The most instructive aspect of the conflict in Florida was the U. S. history and civics lesson, primarily a refresher, as follows: (1) this country is (or was founded as) a federal republic, not a majoritarian democracy, of which the Electoral College is a central feature, (2) Article II, Section 1 of the Constitution makes the selection of Electors a state legislative responsibility, which not only makes this a political process, but a partisan one, as the Founders intended, (3) the notion that we can avoid partisanship through the arguing of legalities before the courts is a myth of the same type that permeated the Clinton impeachment hearings.
In a previous issue (Sept. 2000), I commented briefly on “The End Of Democracy Debate” and the degree to which we have abdicated the political process to the judiciary on many of our most critical policy matters. Lincoln cautioned us on this in his first inaugural address, warning that a people who so abdicate “will have ceased to be their own rulers”. The U. S. Supreme Court, using appropriate judicial restraint, gave the Florida authorities every opportunity to get it right and, in the end, had no choice but to overrule an overreaching Florida Supreme Court. My only wish was that Article II had been invoked by the majority opinion, requiring the Florida Legislature to do its job.
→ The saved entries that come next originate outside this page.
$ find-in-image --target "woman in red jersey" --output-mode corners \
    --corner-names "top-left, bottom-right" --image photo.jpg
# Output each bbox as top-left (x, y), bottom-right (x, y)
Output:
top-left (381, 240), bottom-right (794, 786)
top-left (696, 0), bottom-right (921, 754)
I will take some other lessons from this experience, primarily from those on the political left in this battle. Only the left, with its saturation by postmodernist “no truth” dogma, could factor into every deliberation sufficient cynicism to discredit the motives of every duly elected official involved with this process. Only the left, with its disdain for the objectivity of the law and the strict construction of the Founders, could dismiss the authority of the Florida Legislature as the “ultimate partisan act” and a “blatant attempt to go around the will of the voters”. This is highly irresponsible rhetoric. Only the left is dominated by the view that power trumps principle and that the rule of law is a license to manipulate the law to your best advantage, regardless of the by-product. And the worst of it is that we are led by a complicit media to believe in the moral equivalency of the posture of every demagogue, regardless of the merit of their argument, to the detriment of civil discourse in the body politic. If you want a primary reason why people are turned off by the political process, start right here.